The show’s look clearly influenced its successor. Otogi-zoshi used a slightly pastel color scheme and muted linework for its period segments; Kaidohmaru is even more dreamy and fantastic (in the sense of being a thing of fantasy). If anything, it reminded of the design work done for the video game Okami, which also tapped into Japanese history and myth to create something genuinely new and exciting. Actually, at first the muted colors made everything into a bit of a hard-to-watch haze (you need a good TV for this disc), but when the blood flew and painted the screen with a violent iridescence, I understood better why they did it: it’s for contrast. It’s doubly effective in the latter half of the show, when Kyoto is put to the torch and the whole screen is steeped in many shades of red.

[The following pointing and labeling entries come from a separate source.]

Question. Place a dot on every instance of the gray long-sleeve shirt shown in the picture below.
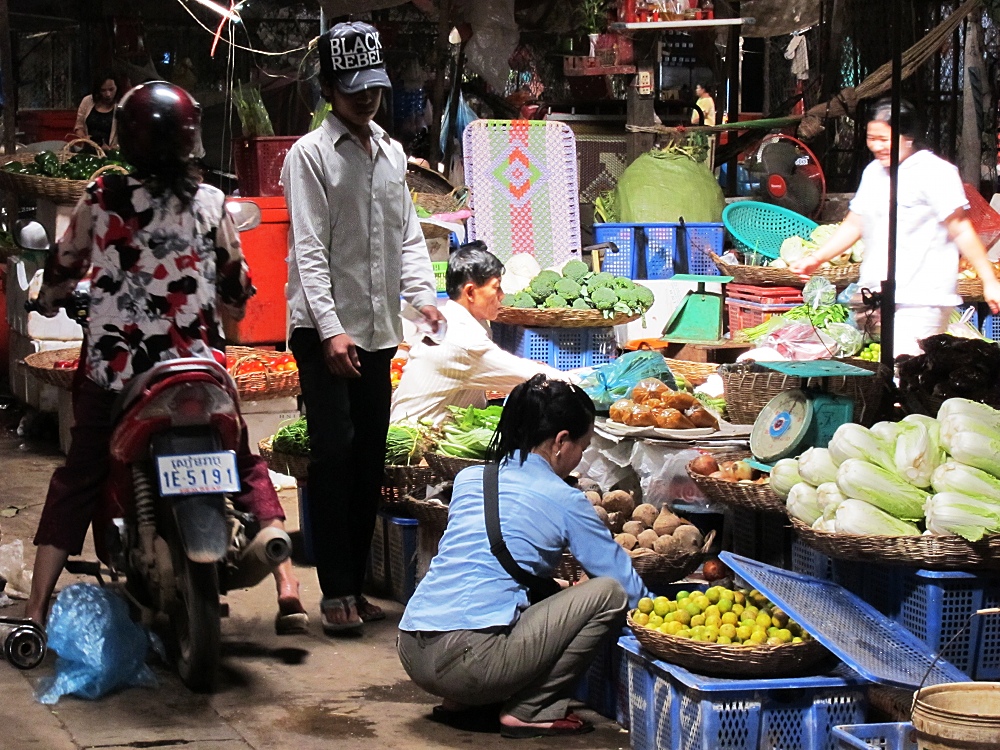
(355, 243)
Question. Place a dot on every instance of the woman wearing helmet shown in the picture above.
(163, 255)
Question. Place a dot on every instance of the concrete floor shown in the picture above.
(300, 692)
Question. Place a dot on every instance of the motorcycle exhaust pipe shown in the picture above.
(268, 549)
(23, 642)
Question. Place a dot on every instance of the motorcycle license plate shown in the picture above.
(198, 473)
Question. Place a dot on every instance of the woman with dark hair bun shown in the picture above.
(933, 227)
(469, 634)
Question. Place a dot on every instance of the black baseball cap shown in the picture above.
(350, 55)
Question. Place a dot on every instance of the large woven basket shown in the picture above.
(563, 317)
(56, 189)
(746, 495)
(923, 551)
(726, 660)
(284, 463)
(659, 570)
(448, 467)
(42, 366)
(257, 386)
(749, 387)
(839, 276)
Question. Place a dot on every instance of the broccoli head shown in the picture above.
(603, 298)
(599, 280)
(543, 285)
(576, 270)
(620, 282)
(521, 299)
(644, 295)
(568, 288)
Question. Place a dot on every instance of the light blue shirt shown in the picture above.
(466, 588)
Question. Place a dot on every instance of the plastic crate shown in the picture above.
(677, 709)
(561, 348)
(742, 314)
(659, 244)
(258, 163)
(765, 295)
(891, 736)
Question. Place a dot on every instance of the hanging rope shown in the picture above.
(880, 81)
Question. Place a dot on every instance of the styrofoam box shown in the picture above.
(667, 295)
(264, 417)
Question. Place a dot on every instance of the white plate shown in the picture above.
(198, 473)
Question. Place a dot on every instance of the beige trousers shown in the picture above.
(531, 667)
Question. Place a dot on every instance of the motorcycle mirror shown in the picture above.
(31, 235)
(245, 214)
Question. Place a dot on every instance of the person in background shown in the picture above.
(355, 248)
(468, 633)
(706, 104)
(933, 227)
(166, 262)
(95, 118)
(459, 370)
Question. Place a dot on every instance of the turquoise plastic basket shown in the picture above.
(761, 227)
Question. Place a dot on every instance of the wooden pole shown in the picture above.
(10, 99)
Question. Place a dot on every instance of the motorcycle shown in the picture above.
(166, 521)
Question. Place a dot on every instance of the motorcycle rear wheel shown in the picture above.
(195, 620)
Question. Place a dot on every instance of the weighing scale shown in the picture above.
(698, 317)
(803, 417)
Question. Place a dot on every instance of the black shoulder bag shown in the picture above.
(538, 588)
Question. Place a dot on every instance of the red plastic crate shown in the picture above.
(743, 314)
(258, 163)
(765, 295)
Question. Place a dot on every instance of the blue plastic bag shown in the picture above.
(100, 649)
(610, 382)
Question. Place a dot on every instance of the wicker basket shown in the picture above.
(749, 387)
(563, 317)
(746, 495)
(284, 463)
(839, 276)
(56, 189)
(42, 366)
(448, 467)
(659, 570)
(787, 660)
(257, 386)
(924, 551)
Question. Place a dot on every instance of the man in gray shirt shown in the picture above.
(355, 249)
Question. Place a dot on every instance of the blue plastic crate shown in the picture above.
(561, 348)
(659, 242)
(681, 710)
(892, 736)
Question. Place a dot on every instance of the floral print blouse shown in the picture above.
(158, 272)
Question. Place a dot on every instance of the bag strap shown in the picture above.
(491, 505)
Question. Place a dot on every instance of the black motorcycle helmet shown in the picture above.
(159, 127)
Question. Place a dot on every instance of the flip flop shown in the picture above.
(567, 727)
(349, 624)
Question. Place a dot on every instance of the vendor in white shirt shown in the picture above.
(459, 370)
(932, 228)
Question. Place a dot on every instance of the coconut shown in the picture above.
(626, 540)
(645, 514)
(666, 522)
(618, 501)
(647, 539)
(634, 528)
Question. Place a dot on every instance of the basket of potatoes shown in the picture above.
(663, 546)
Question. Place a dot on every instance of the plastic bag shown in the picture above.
(100, 649)
(818, 292)
(610, 382)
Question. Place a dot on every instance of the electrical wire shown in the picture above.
(231, 41)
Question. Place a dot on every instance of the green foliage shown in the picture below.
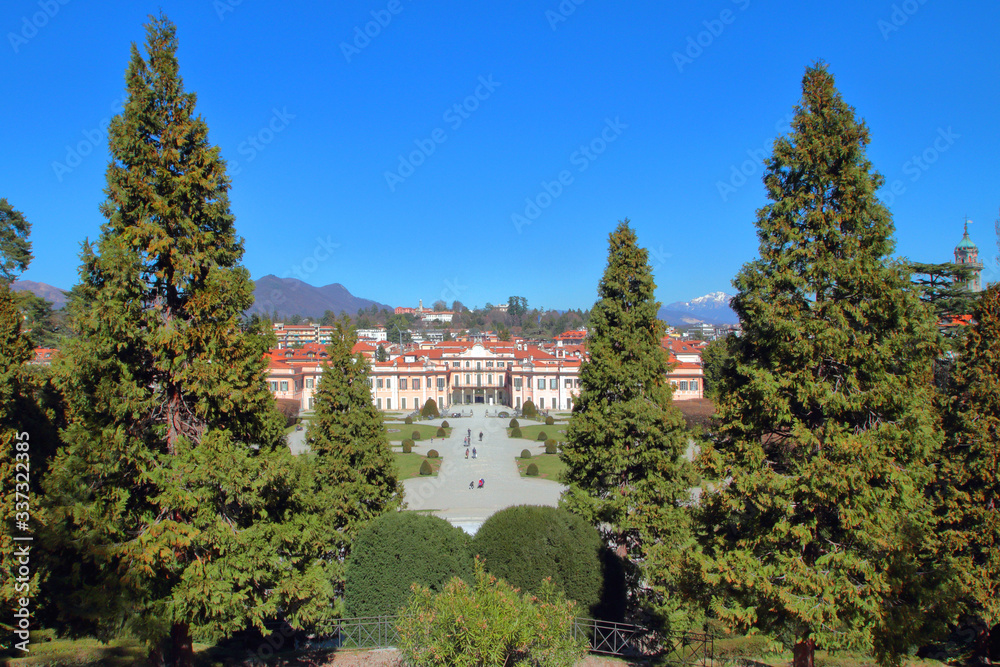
(488, 624)
(400, 549)
(430, 409)
(527, 543)
(826, 425)
(626, 441)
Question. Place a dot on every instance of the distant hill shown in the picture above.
(289, 297)
(57, 296)
(712, 308)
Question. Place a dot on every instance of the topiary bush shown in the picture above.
(399, 549)
(526, 543)
(429, 409)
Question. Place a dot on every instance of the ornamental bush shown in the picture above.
(527, 543)
(397, 550)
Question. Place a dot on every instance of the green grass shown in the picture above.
(549, 466)
(427, 431)
(557, 431)
(408, 465)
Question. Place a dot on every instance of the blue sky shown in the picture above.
(351, 164)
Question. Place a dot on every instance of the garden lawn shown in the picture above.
(549, 466)
(408, 465)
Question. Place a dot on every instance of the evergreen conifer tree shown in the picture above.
(172, 494)
(826, 427)
(626, 440)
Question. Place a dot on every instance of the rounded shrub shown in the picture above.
(526, 543)
(399, 549)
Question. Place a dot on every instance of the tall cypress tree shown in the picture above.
(173, 488)
(969, 488)
(354, 471)
(626, 440)
(826, 428)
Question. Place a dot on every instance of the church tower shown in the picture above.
(967, 253)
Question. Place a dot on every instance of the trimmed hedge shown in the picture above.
(397, 550)
(526, 543)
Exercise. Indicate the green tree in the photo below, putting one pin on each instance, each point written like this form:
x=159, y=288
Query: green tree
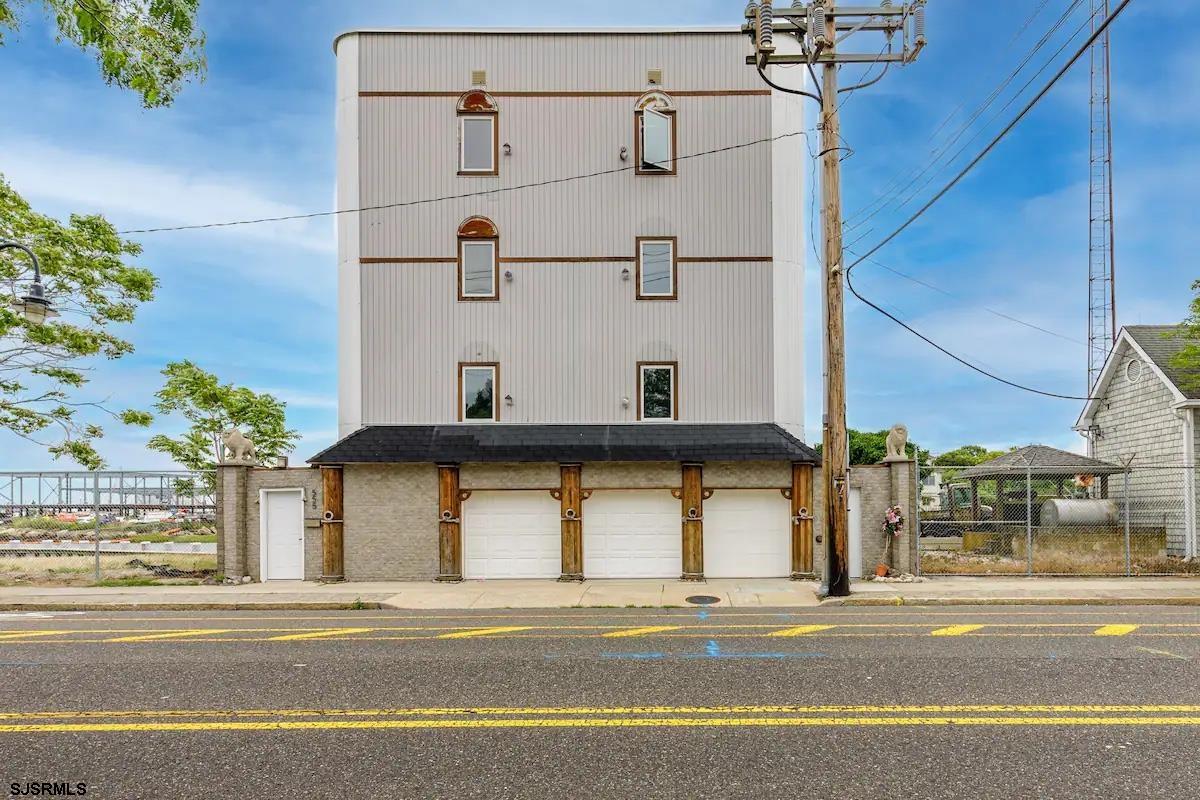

Production I.G’s mainstay is combining hand-drawn animation and 3D CGI work in a complementary way — the two never distract from each other, and here the show’s uniform color scheme makes them blend together all the better. Many of the same tricks that were on display in Blood: the Last Vampire and later works like the Ghost in the Shell: Stand Alone Complex TV series are all at play here. One of the biggest is giving the camera the freedom to rove around instead of remaining hammered down for the duration of the shot — in short, to make it work like a real camera, with motion blur and shake and objects having variable depth of focus. They’re also used judiciously, so they become part of the visuals and not a distraction from them. It’s all an object lesson in how to do this sort of thing right.cd.